Forward-central two-particle correlations in p-Pb collisions at $\sqrt{s_{\rm NN}}$ = 5.02 TeV

TL;DR

This study measures forward-central two-particle correlations in p-Pb collisions at 5.02 TeV, revealing persistent ridge structures and comparing experimental data with theoretical models to understand collective effects in small collision systems.

Contribution

It provides the first measurement of forward-central two-particle correlations in p-Pb collisions at this energy, analyzing the ridge structure and flow coefficients in a new pseudorapidity range.

Findings

Double-ridge structure persists at forward pseudorapidity.

Pb-going coefficients are about 16% larger than p-going.

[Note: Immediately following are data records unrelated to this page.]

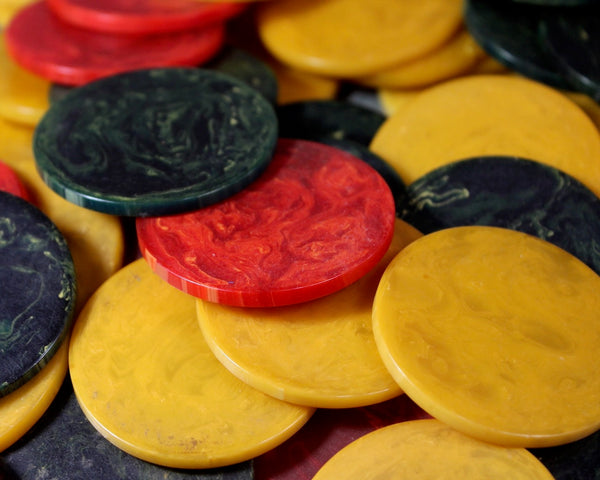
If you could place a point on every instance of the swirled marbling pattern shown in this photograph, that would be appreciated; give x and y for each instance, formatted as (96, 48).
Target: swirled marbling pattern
(156, 141)
(513, 193)
(38, 291)
(316, 221)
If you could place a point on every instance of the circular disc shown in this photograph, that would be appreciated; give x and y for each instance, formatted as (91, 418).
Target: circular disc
(320, 353)
(74, 56)
(327, 432)
(452, 59)
(429, 450)
(155, 142)
(508, 32)
(38, 291)
(96, 240)
(146, 379)
(352, 38)
(494, 332)
(142, 16)
(21, 409)
(63, 444)
(11, 183)
(23, 96)
(490, 115)
(317, 220)
(512, 193)
(573, 40)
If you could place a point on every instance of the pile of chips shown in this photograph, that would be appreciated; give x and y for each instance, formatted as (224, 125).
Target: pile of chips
(210, 272)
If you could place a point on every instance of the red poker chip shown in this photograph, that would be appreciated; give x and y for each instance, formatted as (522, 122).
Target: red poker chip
(317, 220)
(43, 44)
(143, 16)
(11, 183)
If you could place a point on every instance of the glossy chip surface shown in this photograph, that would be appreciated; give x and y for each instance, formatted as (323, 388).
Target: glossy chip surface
(320, 353)
(75, 56)
(148, 382)
(317, 220)
(39, 290)
(493, 332)
(155, 142)
(429, 450)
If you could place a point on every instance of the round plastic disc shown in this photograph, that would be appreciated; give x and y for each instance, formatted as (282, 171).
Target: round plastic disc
(429, 450)
(146, 379)
(155, 142)
(452, 59)
(64, 444)
(320, 353)
(494, 332)
(508, 31)
(11, 183)
(315, 119)
(490, 115)
(317, 220)
(96, 240)
(21, 409)
(512, 193)
(350, 37)
(38, 291)
(75, 56)
(142, 16)
(573, 40)
(23, 96)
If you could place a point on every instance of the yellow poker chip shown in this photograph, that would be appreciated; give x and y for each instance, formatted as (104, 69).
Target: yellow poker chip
(490, 115)
(454, 58)
(320, 353)
(23, 96)
(96, 240)
(21, 409)
(393, 99)
(495, 333)
(146, 380)
(429, 450)
(350, 38)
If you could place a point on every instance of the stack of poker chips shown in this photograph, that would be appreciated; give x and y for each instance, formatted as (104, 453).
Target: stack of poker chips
(196, 357)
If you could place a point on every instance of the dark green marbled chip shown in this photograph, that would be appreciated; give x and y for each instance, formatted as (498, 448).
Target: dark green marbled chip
(38, 287)
(572, 38)
(155, 142)
(64, 445)
(508, 32)
(247, 68)
(509, 192)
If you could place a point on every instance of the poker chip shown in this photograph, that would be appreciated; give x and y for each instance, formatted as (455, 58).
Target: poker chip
(511, 193)
(75, 56)
(143, 16)
(11, 183)
(23, 95)
(573, 42)
(303, 353)
(21, 409)
(96, 241)
(64, 432)
(490, 115)
(173, 403)
(155, 142)
(492, 332)
(38, 282)
(317, 220)
(348, 38)
(406, 450)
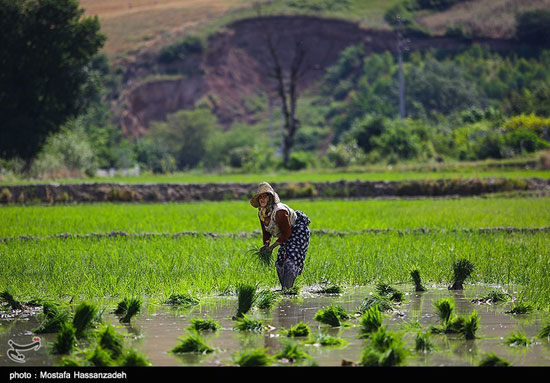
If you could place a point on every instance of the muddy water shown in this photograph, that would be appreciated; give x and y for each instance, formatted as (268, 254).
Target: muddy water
(157, 329)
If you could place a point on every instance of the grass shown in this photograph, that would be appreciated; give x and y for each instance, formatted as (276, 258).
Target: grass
(128, 308)
(199, 325)
(246, 295)
(192, 343)
(291, 351)
(153, 267)
(266, 299)
(462, 269)
(326, 340)
(298, 330)
(370, 321)
(332, 315)
(493, 360)
(253, 357)
(238, 216)
(182, 300)
(245, 323)
(517, 339)
(384, 349)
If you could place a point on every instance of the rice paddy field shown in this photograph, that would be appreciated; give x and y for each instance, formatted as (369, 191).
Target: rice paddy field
(104, 253)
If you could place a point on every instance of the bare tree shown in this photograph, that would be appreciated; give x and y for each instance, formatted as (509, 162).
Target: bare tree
(286, 79)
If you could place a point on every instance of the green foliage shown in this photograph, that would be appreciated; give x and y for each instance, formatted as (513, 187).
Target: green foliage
(533, 27)
(493, 360)
(331, 315)
(245, 323)
(422, 342)
(266, 299)
(111, 341)
(300, 329)
(462, 269)
(128, 308)
(253, 357)
(204, 325)
(517, 338)
(182, 300)
(384, 349)
(192, 343)
(370, 321)
(246, 295)
(291, 351)
(84, 315)
(65, 341)
(44, 75)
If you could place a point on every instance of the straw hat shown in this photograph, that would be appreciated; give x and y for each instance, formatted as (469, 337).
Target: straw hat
(264, 187)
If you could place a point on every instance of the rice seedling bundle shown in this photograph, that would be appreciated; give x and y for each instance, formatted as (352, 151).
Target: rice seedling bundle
(192, 343)
(262, 254)
(253, 357)
(291, 351)
(198, 325)
(331, 315)
(492, 360)
(298, 330)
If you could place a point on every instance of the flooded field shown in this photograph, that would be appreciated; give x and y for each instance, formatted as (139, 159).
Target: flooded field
(157, 329)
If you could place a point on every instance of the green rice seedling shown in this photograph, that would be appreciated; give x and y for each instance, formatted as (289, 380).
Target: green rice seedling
(182, 300)
(462, 269)
(383, 302)
(128, 308)
(10, 300)
(327, 340)
(545, 331)
(65, 340)
(422, 342)
(132, 358)
(492, 360)
(83, 317)
(204, 325)
(333, 289)
(370, 321)
(445, 309)
(266, 299)
(470, 326)
(192, 343)
(111, 341)
(520, 308)
(415, 276)
(262, 254)
(496, 296)
(331, 315)
(253, 357)
(298, 330)
(385, 349)
(99, 357)
(53, 319)
(517, 339)
(246, 295)
(246, 324)
(291, 351)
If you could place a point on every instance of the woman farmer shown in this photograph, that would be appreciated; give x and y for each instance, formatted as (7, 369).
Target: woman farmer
(291, 229)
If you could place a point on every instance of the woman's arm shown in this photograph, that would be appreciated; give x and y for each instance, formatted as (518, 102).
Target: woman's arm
(283, 221)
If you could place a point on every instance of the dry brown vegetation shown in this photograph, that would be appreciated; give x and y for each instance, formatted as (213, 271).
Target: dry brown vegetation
(482, 18)
(131, 25)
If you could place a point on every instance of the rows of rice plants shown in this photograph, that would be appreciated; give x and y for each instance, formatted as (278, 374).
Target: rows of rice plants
(156, 267)
(239, 216)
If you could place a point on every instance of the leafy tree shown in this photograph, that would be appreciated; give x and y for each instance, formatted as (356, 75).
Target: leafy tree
(45, 54)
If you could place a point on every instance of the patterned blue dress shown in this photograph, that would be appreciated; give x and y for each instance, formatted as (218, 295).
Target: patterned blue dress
(292, 253)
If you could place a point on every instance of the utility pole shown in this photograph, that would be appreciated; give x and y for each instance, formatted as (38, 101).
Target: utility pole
(401, 46)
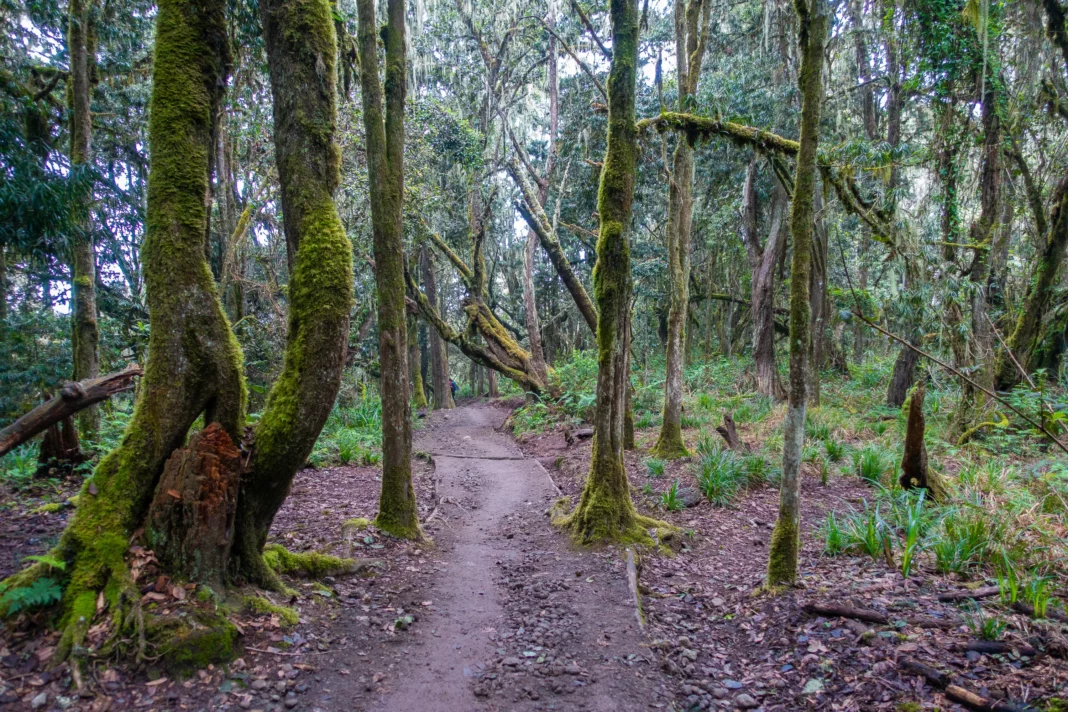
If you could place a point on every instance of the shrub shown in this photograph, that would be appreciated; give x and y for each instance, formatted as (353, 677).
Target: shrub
(720, 476)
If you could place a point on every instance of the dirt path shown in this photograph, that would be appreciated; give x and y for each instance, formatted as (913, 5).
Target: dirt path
(516, 619)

AMPT model predictions differ from observed $p_T$ and $ eta$ dependence.

Abstract

Two-particle angular correlations between trigger particles in the forward pseudorapidity range ($2.5 < |\eta| < 4.0$) and associated particles in the central range ($|\eta| < 1.0$) are measured with the ALICE detector in p-Pb collisions at a nucleon-nucleon centre-of-mass energy of 5.02 TeV. The trigger particles are reconstructed using the muon spectrometer, and the associated particles by the central barrel tracking detectors. In high-multiplicity events, the double-ridge structure, previously discovered in two-particle angular correlations at midrapidity, is found to persist to the pseudorapidity ranges studied in this Letter. The second-order Fourier coefficients for muons in high-multiplicity events are extracted after jet-like correlations from low-multiplicity events have been subtracted. The coefficients are found to have a similar transverse momentum ($p_{\rm T}$) dependence in p-going (p-Pb) and Pb-going (Pb-p) configurations, with the Pb-going coefficients larger by about $16\pm6$%, rather independent of $p_{\rm T}$ within the uncertainties of the measurement. The data are compared with calculations using the AMPT model, which predicts a different $p_{\rm T}$ and $\eta$ dependence than observed in the data. The results are sensitive to the parent particle $v_2$ and composition of reconstructed muon tracks, where the contribution from heavy flavour decays are expected to dominate at $p_{\rm T}>2$ GeV/$c$.